Deza joins the secret agency, and soon makes a contribution with his abilities. But a contribution to what? The level of secrecy is such that he can never be quite sure who he is helping, who he might be hurting. He can’t figure out whether he is working for “the navy, the army, such-and-such a ministry or one of the embassies, or Scotland Yard or the judiciary or Parliament, or, I don't know, the Bank of England or even Buckingham Palace.” He eventually learns that, in a zeal for outsourcing, his work might even be helping private individuals with deep pockets, and maybe they have criminal interests or—it can’t be rule out—even foreign governments antagonistical to his own. And what is his own country? Is it Spain, where Deza was born? Or Britain where he now works? Or should his allegiance be simply to himself and his personal interest?
This ambiguity is troubling, but becomes more so as his job starts to result in acts of violence. Deza prides himself on his moral compass, strengthened by the lessons taught by his father who survived, barely, the betrayals and bloodshed caused by the Spanish Civil War. Yet the son who once thought that he instinctively did the right thing, now learns that he is capable of the same kinds of irresponsible actions that caused so much tragedy for his family and forebears.
This is a deeply moral novel. I tell you that with trepidation, because I know how such books are viewed by many readers, who have been inundated with moralizing stories. There’s a difference, a rather sharp one. This book doesn’t give you predigested lessons aimed to manipulate your behavior. If you want that, there are plenty of other stories out there to deliver it. Marías’s trilogy is a moral work in the best possible way, namely because it forces you consider your own decisions and indecisions. Even better, it prods you to think what your own face might reveal tomorrow, what you might be capable of doing, to your later regret, when placed in a situation where ends seemingly justify means and conformity to the group agenda is imposed with strict discipline.
Reading this book, I’m reminded of a talk I gave once to a group of medical school students who were interested in the humanities.

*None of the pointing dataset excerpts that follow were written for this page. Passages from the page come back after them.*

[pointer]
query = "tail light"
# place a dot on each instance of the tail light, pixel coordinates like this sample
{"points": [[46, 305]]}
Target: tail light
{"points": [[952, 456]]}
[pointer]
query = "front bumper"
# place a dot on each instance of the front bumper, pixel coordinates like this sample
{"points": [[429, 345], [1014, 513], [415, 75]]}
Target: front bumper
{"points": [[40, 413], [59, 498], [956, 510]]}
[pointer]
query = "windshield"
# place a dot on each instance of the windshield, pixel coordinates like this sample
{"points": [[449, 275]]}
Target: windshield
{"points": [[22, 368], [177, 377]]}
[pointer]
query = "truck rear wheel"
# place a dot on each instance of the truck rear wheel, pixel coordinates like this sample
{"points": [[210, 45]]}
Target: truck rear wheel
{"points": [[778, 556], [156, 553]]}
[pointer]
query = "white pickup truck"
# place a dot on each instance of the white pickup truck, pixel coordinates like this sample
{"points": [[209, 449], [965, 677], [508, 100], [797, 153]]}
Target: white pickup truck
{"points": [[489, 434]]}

I was asked what benefit a future doctor or other professional might get from reading literature. I told the students the following: “At some point in your career, you will almost certainly be asked to do something unethical. I have even worse news for you: the person asking you to do this will probably be your boss. And here’s the worst news of all: When this happens, you will probably have no more than 30 seconds to make a decision.” We read literature, at least in part, to learn from the experiences of others and, in a pinch, to make better decisions when put in such difficult situations.
I hadn’t read Javier Marías when I gave that talk, but I probably would have cited this work specifically if I had known of it at the time. I will look for other occasions in the future to tell people to read it. For a start, I’m taking the opportunity to do so right now.